Die One-and-Done-Regel hat die NBA-Draft-Landschaft seit ihrer Einführung im Jahr 2006 verändert. Mittlerweile sind nach nur einem Jahr College-Basketball mehr als 100 Spieler der Liga beigetreten. Dieser Wandel hat eine eigene Klasse von Superstars hervorgebracht, die den traditionellen vierjährigen College-Weg umgangen haben.
Von diesen Teilnehmern wurden acht insgesamt als Erster ausgewählt. Ihre Wege definieren die moderne Ära der Draft-Analyse und Spielerentwicklung.

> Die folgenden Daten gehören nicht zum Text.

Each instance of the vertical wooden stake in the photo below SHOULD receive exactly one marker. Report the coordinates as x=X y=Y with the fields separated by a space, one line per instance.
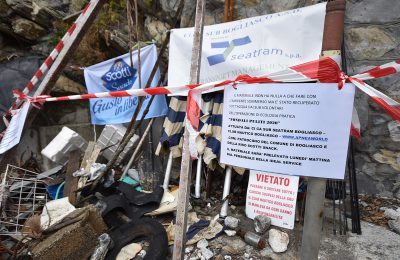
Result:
x=331 y=45
x=186 y=165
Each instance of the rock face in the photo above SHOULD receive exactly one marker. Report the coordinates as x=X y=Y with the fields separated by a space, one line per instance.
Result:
x=27 y=28
x=372 y=37
x=278 y=240
x=369 y=42
x=395 y=225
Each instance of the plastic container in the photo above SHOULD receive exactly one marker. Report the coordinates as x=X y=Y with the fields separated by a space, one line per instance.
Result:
x=65 y=142
x=110 y=137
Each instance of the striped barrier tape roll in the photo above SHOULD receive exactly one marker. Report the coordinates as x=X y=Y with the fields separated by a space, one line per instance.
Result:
x=51 y=58
x=324 y=70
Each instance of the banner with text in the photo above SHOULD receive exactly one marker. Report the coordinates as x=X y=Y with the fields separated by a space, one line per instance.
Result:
x=116 y=74
x=296 y=129
x=13 y=133
x=272 y=195
x=253 y=46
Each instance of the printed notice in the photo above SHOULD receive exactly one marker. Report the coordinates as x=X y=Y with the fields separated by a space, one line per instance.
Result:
x=272 y=195
x=14 y=130
x=300 y=129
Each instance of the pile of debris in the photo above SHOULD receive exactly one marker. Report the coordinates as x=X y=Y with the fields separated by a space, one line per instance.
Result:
x=381 y=211
x=60 y=214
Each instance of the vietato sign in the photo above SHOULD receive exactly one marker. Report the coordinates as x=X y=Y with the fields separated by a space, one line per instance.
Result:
x=272 y=195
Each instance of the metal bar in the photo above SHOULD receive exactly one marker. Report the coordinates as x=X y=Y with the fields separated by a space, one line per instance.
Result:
x=136 y=152
x=198 y=178
x=168 y=172
x=332 y=40
x=186 y=165
x=227 y=187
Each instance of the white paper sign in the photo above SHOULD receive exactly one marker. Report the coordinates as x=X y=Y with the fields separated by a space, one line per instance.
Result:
x=272 y=195
x=13 y=133
x=253 y=46
x=295 y=129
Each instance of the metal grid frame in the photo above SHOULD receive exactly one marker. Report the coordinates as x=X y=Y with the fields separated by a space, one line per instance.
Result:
x=21 y=194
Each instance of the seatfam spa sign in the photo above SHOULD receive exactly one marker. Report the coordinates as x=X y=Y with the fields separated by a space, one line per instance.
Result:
x=272 y=195
x=296 y=129
x=253 y=46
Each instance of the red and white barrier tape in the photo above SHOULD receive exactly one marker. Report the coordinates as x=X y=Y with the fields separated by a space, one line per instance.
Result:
x=51 y=58
x=324 y=70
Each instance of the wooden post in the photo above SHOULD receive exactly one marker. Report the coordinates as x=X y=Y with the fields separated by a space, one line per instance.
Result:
x=331 y=45
x=66 y=53
x=186 y=165
x=71 y=182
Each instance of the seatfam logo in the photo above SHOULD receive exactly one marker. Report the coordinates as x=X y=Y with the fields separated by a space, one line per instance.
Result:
x=119 y=77
x=228 y=46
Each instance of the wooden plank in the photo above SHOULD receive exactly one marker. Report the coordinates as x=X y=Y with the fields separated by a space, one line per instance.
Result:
x=186 y=164
x=55 y=70
x=314 y=209
x=90 y=157
x=71 y=182
x=66 y=53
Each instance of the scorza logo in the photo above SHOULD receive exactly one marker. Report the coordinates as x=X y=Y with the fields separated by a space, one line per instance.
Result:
x=228 y=46
x=119 y=77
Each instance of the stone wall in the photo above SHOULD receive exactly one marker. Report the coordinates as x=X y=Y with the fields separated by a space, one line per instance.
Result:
x=372 y=37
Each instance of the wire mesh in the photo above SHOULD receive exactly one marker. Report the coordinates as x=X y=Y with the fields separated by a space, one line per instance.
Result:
x=22 y=195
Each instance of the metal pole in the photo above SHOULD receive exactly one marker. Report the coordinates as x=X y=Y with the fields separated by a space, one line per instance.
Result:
x=197 y=193
x=331 y=45
x=168 y=172
x=227 y=187
x=138 y=147
x=186 y=165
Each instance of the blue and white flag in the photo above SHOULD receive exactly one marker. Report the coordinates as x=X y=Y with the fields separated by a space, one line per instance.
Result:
x=115 y=75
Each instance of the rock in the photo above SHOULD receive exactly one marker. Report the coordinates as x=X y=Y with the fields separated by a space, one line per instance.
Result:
x=229 y=250
x=6 y=11
x=373 y=11
x=219 y=257
x=278 y=240
x=206 y=253
x=142 y=253
x=391 y=214
x=394 y=130
x=261 y=223
x=266 y=252
x=156 y=29
x=77 y=5
x=395 y=225
x=129 y=251
x=230 y=233
x=231 y=222
x=202 y=244
x=388 y=157
x=27 y=29
x=40 y=11
x=368 y=42
x=188 y=249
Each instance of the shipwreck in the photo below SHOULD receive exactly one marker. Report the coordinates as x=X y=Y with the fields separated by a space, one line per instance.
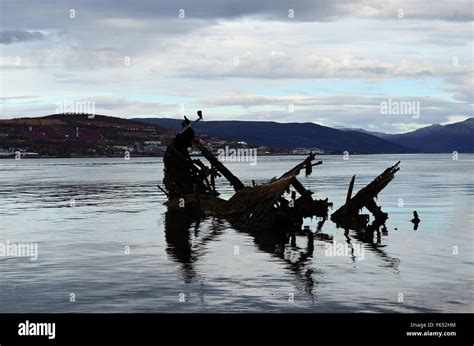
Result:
x=280 y=204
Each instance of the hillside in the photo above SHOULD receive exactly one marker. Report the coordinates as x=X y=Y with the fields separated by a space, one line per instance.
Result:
x=439 y=138
x=290 y=135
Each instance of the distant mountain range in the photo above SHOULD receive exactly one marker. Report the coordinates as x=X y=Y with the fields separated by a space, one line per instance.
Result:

Der First Overall wählt, wer früh geflasht hat
Die Liste der Nummer-eins-Picks, die nur ein Jahr spielberechtigt waren, ist lang. Es enthält Namen, die das Franchise für immer verändert haben.
- Greg Oden (2007) : Die Portland Trail Blazers besiegten den Big Man aus Ohio State als Erster.
- Derrick Rose (2008) : Chicago wählte den Memphis-Guard. Später wurde er der jüngste MVP in der Geschichte der Liga.
- John Wall (2010) : Washington wählte den Point Guard von Kentucky.
- Kyrie Irving (2011) : Cleveland wählte die Duke-Wache.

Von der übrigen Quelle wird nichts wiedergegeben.